KilianHanich · May 14, 2026, 10:03pm

I think this is more of a difference in philosophy.
While yes, you should have a testsuite which covers pretty much everything (which applies to you), it’s also very hard to actually test that in every possible edge case.
After all, weird and unexpected cases exist and thinking of every possible case with software you ship to users is imo impractical.

So one has to instead look at the possible outcomes of the assertion being wrong and either crashing or not crashing, and depending on the problem domain one or the other can be the right answer.

This discussion essentially boils down to the same one the C++ community had about contracts and if they should be recoverable, not recoverable and when they should be on or off. And different industries all answered differently and is the reason why you can chose the strategy for every compilation unit independently of the optimisation level.

In my opinion that does go for every kind of software which has network access, even ones which have provably no bugs.

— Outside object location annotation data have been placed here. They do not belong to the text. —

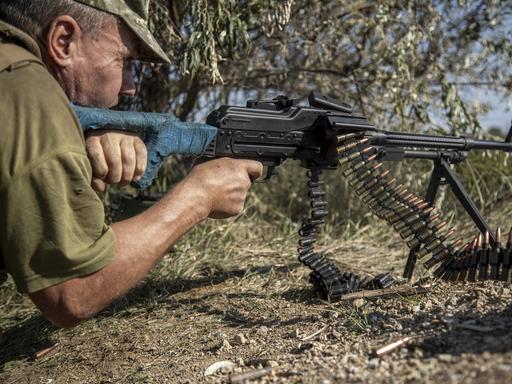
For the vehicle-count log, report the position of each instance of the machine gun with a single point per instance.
(326, 135)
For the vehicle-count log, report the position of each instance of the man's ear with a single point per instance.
(63, 40)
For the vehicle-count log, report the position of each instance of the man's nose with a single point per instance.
(128, 86)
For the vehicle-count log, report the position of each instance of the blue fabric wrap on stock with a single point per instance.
(163, 134)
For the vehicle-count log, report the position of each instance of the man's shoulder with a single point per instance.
(36, 118)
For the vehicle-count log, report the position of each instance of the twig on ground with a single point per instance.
(314, 334)
(45, 352)
(381, 293)
(242, 377)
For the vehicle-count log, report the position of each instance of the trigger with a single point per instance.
(269, 172)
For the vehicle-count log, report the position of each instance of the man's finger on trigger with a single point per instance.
(128, 160)
(98, 185)
(112, 150)
(96, 157)
(254, 169)
(141, 155)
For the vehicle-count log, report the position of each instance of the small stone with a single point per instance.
(335, 334)
(225, 346)
(240, 339)
(444, 357)
(373, 363)
(358, 303)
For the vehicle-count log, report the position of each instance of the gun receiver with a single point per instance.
(275, 130)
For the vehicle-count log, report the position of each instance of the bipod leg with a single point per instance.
(470, 207)
(433, 187)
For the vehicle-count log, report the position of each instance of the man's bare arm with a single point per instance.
(216, 188)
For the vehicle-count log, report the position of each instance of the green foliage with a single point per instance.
(406, 64)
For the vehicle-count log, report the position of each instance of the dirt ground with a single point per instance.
(263, 318)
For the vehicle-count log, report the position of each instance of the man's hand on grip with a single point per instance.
(116, 158)
(224, 184)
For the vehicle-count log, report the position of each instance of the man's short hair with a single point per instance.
(35, 16)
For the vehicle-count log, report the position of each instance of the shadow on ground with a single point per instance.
(491, 333)
(22, 340)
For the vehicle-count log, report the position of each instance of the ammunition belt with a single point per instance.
(417, 222)
(330, 282)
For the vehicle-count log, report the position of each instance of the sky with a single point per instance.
(501, 113)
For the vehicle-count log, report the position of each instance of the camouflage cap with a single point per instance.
(135, 14)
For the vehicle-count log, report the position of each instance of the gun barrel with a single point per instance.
(412, 140)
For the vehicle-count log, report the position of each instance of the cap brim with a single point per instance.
(151, 49)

matklad · May 14, 2026, 10:41pm

Yeah! I think the example that SQLite devs have in mind is similar, but worse: at some point, somewhere, there will be (an extremely poorly and irresponsibly designed) self-driving car whose self-driving component will live in the same process as the component that uses SQLite database to serve the adds to the “driver”, and it would be bad for a crash in this secondary SQLite database to bring down the whole safety critical process. SQLite is embeddable, which means that people might embed it into places where such things shouldn’t be embedded, but that’s not something SQLite devs can control.

A direct-experience example is rust-analyzer. It’s not problem at all if completion list misses some particularly crazy item, or a niche refactor isn’t shown in the menu for a tricky file. In contrast, if the whole thing crashes on you, it can be pretty painful. So we have three modes in rust-analyzer:

By default, programming errors in parts that can’t corrupt the data are just silently logged (including things like out of bounds access, taking advantage of Rust’s support for unwinding on panic), and there’s a relatively fine-grained granularity of recovery.
In the nightly release, a dialog box is additionally shown, explaining how to submit an issue
In from source builds, the thing crashes outright (this is primarily aimed at rust-analyzer developers, to motivate them go and fix bugs, rather than work on the newest shiny feature).

Though, this setup is a product of me treating rust-analyzer as an experiment for the eventual goal of refactoring rustc in place. If I new that it’ll be a long-lived project, I’d invest way more time into building a smith and making sure there are no bugs.

zouyee · May 15, 2026, 1:52am

It’s not that Bun put Zig on the map — it’s Zig that built the foundation for Bun.